Why are university staff going on strike again?
Analysis: As a fresh wave of action is set to hit students, Eleanor Busby looks at how it all began
Hundreds of thousands of students have been hit by two waves of walkouts in less than two years – and now they are due to be hit by a third round of strike action.
Lecturers, librarians, technicians and other academic staff are set to walk out for another 14 days in 74 universities across the UK this month amid an ongoing dispute over pensions, pay and conditions.
Students currently in their third year saw their lectures and seminars cancelled in their freshers year and then again last term. Now they face even more disruption during their final months at university.
So why have university staff taken unprecedented strike action in recent years?
Members of the University and College Union (UCU) first staged 14 days of action in 65 universities across the UK between February and March 2018 in a row over their pensions.
The union said the proposals to overhaul the universities superannuation scheme (USS), the sector’s biggest pension fund, would leave a typical lecturer up to £10,000 a year worse off during retirement.
But Universities UK (UUK), which represents employers in pensions negotiations, argued that changes were needed to make the scheme financially viable, adding that it had a deficit of more than £6bn.
In November and December last year, staff walked out once again as the row over pensions rumbled on.
It came after universities pushed through plans to make members pay 9.6 per cent of their salary into their pension, up from 8 per cent last April, as they argued higher contributions were needed to meet rising costs of the scheme. But the union says members’ contributions should be capped at 8 per cent.
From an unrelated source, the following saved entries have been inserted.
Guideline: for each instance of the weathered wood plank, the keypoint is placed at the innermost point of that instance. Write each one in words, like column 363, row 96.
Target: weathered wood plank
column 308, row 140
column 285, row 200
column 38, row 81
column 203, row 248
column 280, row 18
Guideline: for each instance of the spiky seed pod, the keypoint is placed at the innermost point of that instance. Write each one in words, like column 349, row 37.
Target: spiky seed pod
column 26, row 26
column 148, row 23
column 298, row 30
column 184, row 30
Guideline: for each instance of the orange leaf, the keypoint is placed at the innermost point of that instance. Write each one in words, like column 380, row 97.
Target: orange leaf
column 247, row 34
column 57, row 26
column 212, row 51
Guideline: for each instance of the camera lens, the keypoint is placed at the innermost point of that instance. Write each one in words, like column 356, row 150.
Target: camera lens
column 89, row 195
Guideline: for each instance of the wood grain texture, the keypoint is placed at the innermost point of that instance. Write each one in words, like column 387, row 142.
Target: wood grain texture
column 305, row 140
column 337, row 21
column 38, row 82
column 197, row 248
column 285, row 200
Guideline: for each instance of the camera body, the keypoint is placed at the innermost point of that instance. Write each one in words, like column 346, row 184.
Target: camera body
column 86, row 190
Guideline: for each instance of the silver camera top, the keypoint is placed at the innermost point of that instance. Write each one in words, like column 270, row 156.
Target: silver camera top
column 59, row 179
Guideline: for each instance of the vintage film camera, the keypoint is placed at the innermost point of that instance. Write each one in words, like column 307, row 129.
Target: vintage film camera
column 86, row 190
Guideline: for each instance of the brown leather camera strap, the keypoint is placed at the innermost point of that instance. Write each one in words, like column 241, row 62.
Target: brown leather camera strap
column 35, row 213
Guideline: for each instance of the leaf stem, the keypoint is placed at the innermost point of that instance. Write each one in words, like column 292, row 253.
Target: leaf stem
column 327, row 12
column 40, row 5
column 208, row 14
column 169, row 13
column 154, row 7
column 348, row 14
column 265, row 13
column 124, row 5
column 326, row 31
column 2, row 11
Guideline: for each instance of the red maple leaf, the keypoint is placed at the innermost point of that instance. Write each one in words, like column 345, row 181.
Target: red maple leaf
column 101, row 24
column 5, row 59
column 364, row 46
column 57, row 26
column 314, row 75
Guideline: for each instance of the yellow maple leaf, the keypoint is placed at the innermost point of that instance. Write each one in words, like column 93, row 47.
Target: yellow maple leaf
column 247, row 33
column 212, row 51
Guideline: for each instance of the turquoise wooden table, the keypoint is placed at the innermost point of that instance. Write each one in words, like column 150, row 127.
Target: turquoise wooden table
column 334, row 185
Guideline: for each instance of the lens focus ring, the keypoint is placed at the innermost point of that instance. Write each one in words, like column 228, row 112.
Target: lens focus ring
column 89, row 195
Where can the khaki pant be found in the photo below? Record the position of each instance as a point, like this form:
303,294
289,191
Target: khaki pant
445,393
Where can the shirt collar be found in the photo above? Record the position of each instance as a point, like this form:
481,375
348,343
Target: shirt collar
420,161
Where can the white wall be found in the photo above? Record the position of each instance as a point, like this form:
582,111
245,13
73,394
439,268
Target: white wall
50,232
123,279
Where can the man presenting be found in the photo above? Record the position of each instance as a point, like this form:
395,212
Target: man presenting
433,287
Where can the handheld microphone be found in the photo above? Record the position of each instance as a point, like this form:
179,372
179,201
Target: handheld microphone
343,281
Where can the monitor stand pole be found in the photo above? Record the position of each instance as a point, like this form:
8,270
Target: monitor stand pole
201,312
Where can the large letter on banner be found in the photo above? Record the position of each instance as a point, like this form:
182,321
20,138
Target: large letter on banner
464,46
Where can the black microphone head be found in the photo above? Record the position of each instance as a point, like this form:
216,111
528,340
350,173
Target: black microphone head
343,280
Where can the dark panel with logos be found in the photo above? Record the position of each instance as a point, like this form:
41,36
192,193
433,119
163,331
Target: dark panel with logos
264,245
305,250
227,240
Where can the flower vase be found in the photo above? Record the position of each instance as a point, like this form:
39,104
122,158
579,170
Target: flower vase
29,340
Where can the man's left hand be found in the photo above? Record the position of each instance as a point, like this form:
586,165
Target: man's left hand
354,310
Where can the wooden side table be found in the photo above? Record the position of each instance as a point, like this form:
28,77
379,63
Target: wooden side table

However, it is not only pensions that university staff are unhappy with. The eight-day walkout before Christmas was also over pay, equality, casualisation and workloads which staff say have got worse.
The union is demanding more action to close the pay gap for women and ethnic minorities, adding that pay for university staff has fallen by around 20 per cent in real-terms over the past decade.
It is very likely that the third wave of strikes will take place later this month and the union has warned that even more action could be held in the summer term if disputes are not resolved.
University staff are fed up with hearing about vice-chancellors being handed larger pay packets, as high as £550,000 a year, at a time when they feel their conditions are simply deteriorating.
But the danger is that students, who now pay up to £9,250 a year, could lose sympathy with the academics if their education continues to be significantly disrupted.